Before that happens to you, spin up a copy of their Docker image. Follow the examples and note that everything just works. Then open up a shell inside the image and navigate to /etc/nginx. There you will find a working default configuration, with the nginx.conf centerpiece that everyone else talks about.

The trick for me was realizing that nginx.conf usually dispatches elsewhere for most of the per-installation configuration. The default uses both conf.d/ and sites-enabled/, which works with every tutorial I’ve seen. I imagine that sometimes you might actually need to tweak the root nginx.conf, but I don’t know when that is because I haven’t had to yet. That helped quite a lot in interpreting the various tutorials, though some were still better than others.

Unfortunately, the docs supplied by WordPress did not seem very good. They even contained a few not-so-best-practices according to the NGINX docs. Digital Ocean, on the other hand, has a nice write-up on How To Install WordPress with Nginx on Ubuntu 14.04 and a working config to match. It further links to an article on getting the prerequisite LEMP stack installed. In our case the requirement is just to run PHP-FHM as a service alongside the NGINX service.

So those lead pretty naturally to a mostly-working Dockerfile. But just mostly. The first problem is how to tell WordPress about the RDS credentials from earlier without baking them into the Docker image. For now I solved this by manually finalizing the WordPress config outside of Docker, stowing it someplace safe, and then mounting it into the container at launch. I will need to do something better if I want to automate the release, but fortunately I’m not there yet.

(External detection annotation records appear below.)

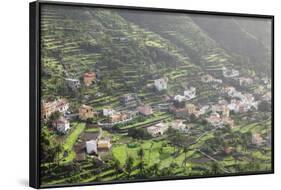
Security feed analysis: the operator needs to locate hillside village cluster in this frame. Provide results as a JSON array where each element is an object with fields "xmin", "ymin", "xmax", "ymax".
[{"xmin": 41, "ymin": 68, "xmax": 271, "ymax": 155}]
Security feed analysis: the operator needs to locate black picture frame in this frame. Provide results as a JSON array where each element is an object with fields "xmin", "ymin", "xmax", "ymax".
[{"xmin": 29, "ymin": 1, "xmax": 274, "ymax": 188}]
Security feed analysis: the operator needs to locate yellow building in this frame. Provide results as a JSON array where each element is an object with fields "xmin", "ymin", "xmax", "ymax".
[
  {"xmin": 79, "ymin": 105, "xmax": 94, "ymax": 120},
  {"xmin": 83, "ymin": 72, "xmax": 96, "ymax": 86},
  {"xmin": 186, "ymin": 104, "xmax": 196, "ymax": 114}
]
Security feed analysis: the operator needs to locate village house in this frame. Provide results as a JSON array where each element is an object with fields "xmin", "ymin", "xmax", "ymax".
[
  {"xmin": 174, "ymin": 95, "xmax": 186, "ymax": 102},
  {"xmin": 102, "ymin": 108, "xmax": 116, "ymax": 117},
  {"xmin": 201, "ymin": 74, "xmax": 214, "ymax": 83},
  {"xmin": 198, "ymin": 105, "xmax": 210, "ymax": 115},
  {"xmin": 86, "ymin": 138, "xmax": 112, "ymax": 155},
  {"xmin": 184, "ymin": 86, "xmax": 196, "ymax": 100},
  {"xmin": 154, "ymin": 78, "xmax": 168, "ymax": 91},
  {"xmin": 171, "ymin": 119, "xmax": 188, "ymax": 132},
  {"xmin": 147, "ymin": 123, "xmax": 168, "ymax": 137},
  {"xmin": 222, "ymin": 117, "xmax": 234, "ymax": 128},
  {"xmin": 207, "ymin": 112, "xmax": 223, "ymax": 127},
  {"xmin": 169, "ymin": 106, "xmax": 188, "ymax": 118},
  {"xmin": 98, "ymin": 139, "xmax": 111, "ymax": 151},
  {"xmin": 137, "ymin": 105, "xmax": 153, "ymax": 116},
  {"xmin": 86, "ymin": 140, "xmax": 98, "ymax": 154},
  {"xmin": 109, "ymin": 112, "xmax": 128, "ymax": 123},
  {"xmin": 262, "ymin": 92, "xmax": 271, "ymax": 102},
  {"xmin": 83, "ymin": 72, "xmax": 96, "ymax": 86},
  {"xmin": 224, "ymin": 146, "xmax": 234, "ymax": 154},
  {"xmin": 121, "ymin": 94, "xmax": 137, "ymax": 106},
  {"xmin": 222, "ymin": 67, "xmax": 239, "ymax": 78},
  {"xmin": 252, "ymin": 133, "xmax": 264, "ymax": 146},
  {"xmin": 186, "ymin": 104, "xmax": 197, "ymax": 115},
  {"xmin": 65, "ymin": 78, "xmax": 81, "ymax": 90},
  {"xmin": 238, "ymin": 77, "xmax": 253, "ymax": 86},
  {"xmin": 212, "ymin": 102, "xmax": 230, "ymax": 117},
  {"xmin": 52, "ymin": 117, "xmax": 70, "ymax": 134},
  {"xmin": 41, "ymin": 99, "xmax": 69, "ymax": 119},
  {"xmin": 79, "ymin": 104, "xmax": 95, "ymax": 121}
]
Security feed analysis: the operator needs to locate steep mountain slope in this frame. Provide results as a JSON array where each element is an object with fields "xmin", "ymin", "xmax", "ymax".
[
  {"xmin": 120, "ymin": 11, "xmax": 270, "ymax": 75},
  {"xmin": 41, "ymin": 6, "xmax": 210, "ymax": 107},
  {"xmin": 191, "ymin": 15, "xmax": 270, "ymax": 64}
]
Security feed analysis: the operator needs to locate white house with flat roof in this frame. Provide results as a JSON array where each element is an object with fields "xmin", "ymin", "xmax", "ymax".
[
  {"xmin": 154, "ymin": 78, "xmax": 168, "ymax": 91},
  {"xmin": 86, "ymin": 140, "xmax": 98, "ymax": 154}
]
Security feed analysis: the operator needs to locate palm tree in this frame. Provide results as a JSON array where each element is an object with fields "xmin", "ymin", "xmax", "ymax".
[
  {"xmin": 113, "ymin": 159, "xmax": 121, "ymax": 179},
  {"xmin": 152, "ymin": 163, "xmax": 160, "ymax": 176},
  {"xmin": 125, "ymin": 156, "xmax": 134, "ymax": 178},
  {"xmin": 182, "ymin": 147, "xmax": 188, "ymax": 167}
]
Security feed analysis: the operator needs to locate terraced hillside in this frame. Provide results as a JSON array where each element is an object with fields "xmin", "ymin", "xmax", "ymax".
[{"xmin": 41, "ymin": 5, "xmax": 272, "ymax": 187}]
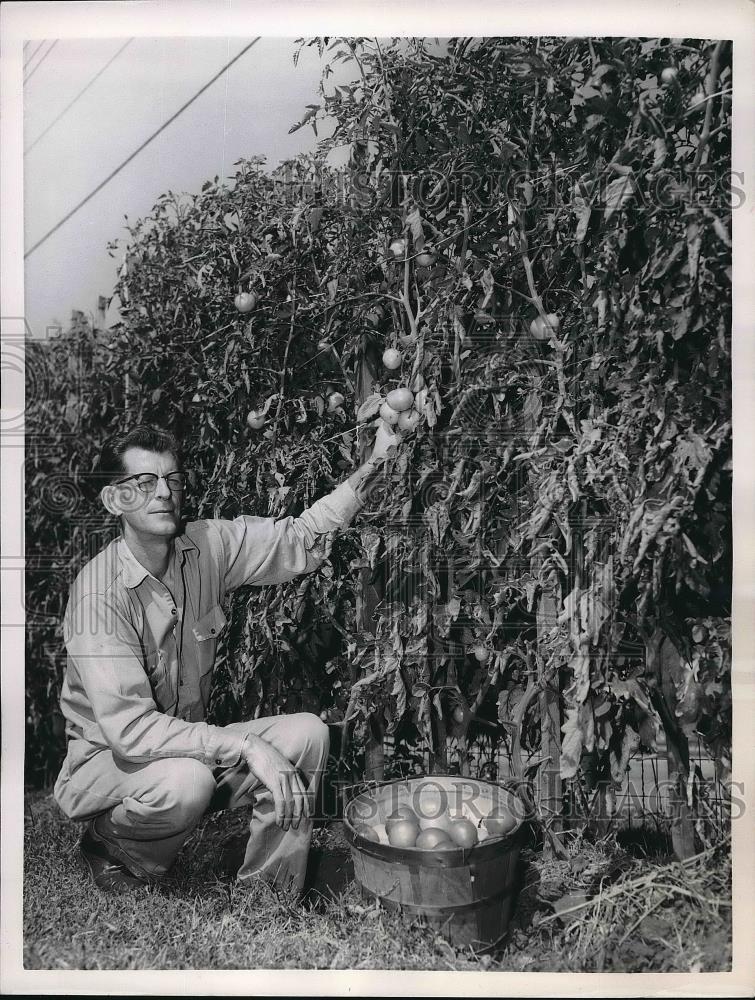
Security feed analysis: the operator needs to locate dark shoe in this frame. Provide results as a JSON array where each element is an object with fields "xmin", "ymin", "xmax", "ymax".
[{"xmin": 79, "ymin": 824, "xmax": 152, "ymax": 892}]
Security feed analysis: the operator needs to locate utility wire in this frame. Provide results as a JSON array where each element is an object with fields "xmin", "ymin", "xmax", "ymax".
[
  {"xmin": 24, "ymin": 38, "xmax": 58, "ymax": 83},
  {"xmin": 24, "ymin": 35, "xmax": 261, "ymax": 260},
  {"xmin": 24, "ymin": 38, "xmax": 45, "ymax": 69},
  {"xmin": 24, "ymin": 38, "xmax": 134, "ymax": 155}
]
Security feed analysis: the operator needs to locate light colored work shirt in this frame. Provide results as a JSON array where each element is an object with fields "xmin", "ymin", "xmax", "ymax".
[{"xmin": 55, "ymin": 482, "xmax": 362, "ymax": 811}]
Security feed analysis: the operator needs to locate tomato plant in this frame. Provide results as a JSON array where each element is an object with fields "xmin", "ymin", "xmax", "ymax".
[{"xmin": 25, "ymin": 37, "xmax": 736, "ymax": 852}]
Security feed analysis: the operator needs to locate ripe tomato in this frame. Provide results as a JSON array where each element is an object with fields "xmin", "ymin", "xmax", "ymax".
[
  {"xmin": 246, "ymin": 410, "xmax": 266, "ymax": 431},
  {"xmin": 380, "ymin": 403, "xmax": 399, "ymax": 427},
  {"xmin": 385, "ymin": 389, "xmax": 414, "ymax": 413},
  {"xmin": 383, "ymin": 347, "xmax": 403, "ymax": 371},
  {"xmin": 388, "ymin": 819, "xmax": 419, "ymax": 847},
  {"xmin": 451, "ymin": 819, "xmax": 477, "ymax": 849}
]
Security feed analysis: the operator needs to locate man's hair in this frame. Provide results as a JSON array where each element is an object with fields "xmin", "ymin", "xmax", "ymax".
[{"xmin": 94, "ymin": 424, "xmax": 181, "ymax": 493}]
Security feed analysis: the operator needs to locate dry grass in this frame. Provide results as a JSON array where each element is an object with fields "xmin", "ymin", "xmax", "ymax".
[{"xmin": 24, "ymin": 793, "xmax": 731, "ymax": 972}]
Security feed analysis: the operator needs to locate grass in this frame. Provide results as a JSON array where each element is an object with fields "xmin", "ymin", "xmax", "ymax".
[{"xmin": 24, "ymin": 792, "xmax": 731, "ymax": 972}]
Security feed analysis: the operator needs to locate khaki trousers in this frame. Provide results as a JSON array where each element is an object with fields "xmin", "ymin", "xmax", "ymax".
[{"xmin": 70, "ymin": 712, "xmax": 329, "ymax": 891}]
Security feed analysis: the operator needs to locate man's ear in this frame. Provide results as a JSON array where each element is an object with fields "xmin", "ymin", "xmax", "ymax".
[{"xmin": 100, "ymin": 486, "xmax": 121, "ymax": 517}]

The second problem was how to actually run two required services inside one container. The common answer appears to be supervisord, which will maintain the various processes for you. Since this was yet another tool to learn, I must admit that I borrowed my config from elsewhere.

In fact, as it turns out, very early in this quest I found an existing and probably working example for Docker+NGINX+WordPress. And I didn’t understand it at all. The configs were alien, it involved extra tools like supervisord, and MySQL seemed very embedded. Then I started to understand it, and I didn’t like it. Supervisord felt like cheating at containers, the WordPress install needs a mounted volume, and MySQL still seemed embedded. And then I finally understood it and that I needed most of it. In fact I had already rebuilt most of it.

Oh well, at least I know what most of it means and I could borrow the supervisord config. I’ll polish it up my implementation a bit and then go over it in an upcoming post.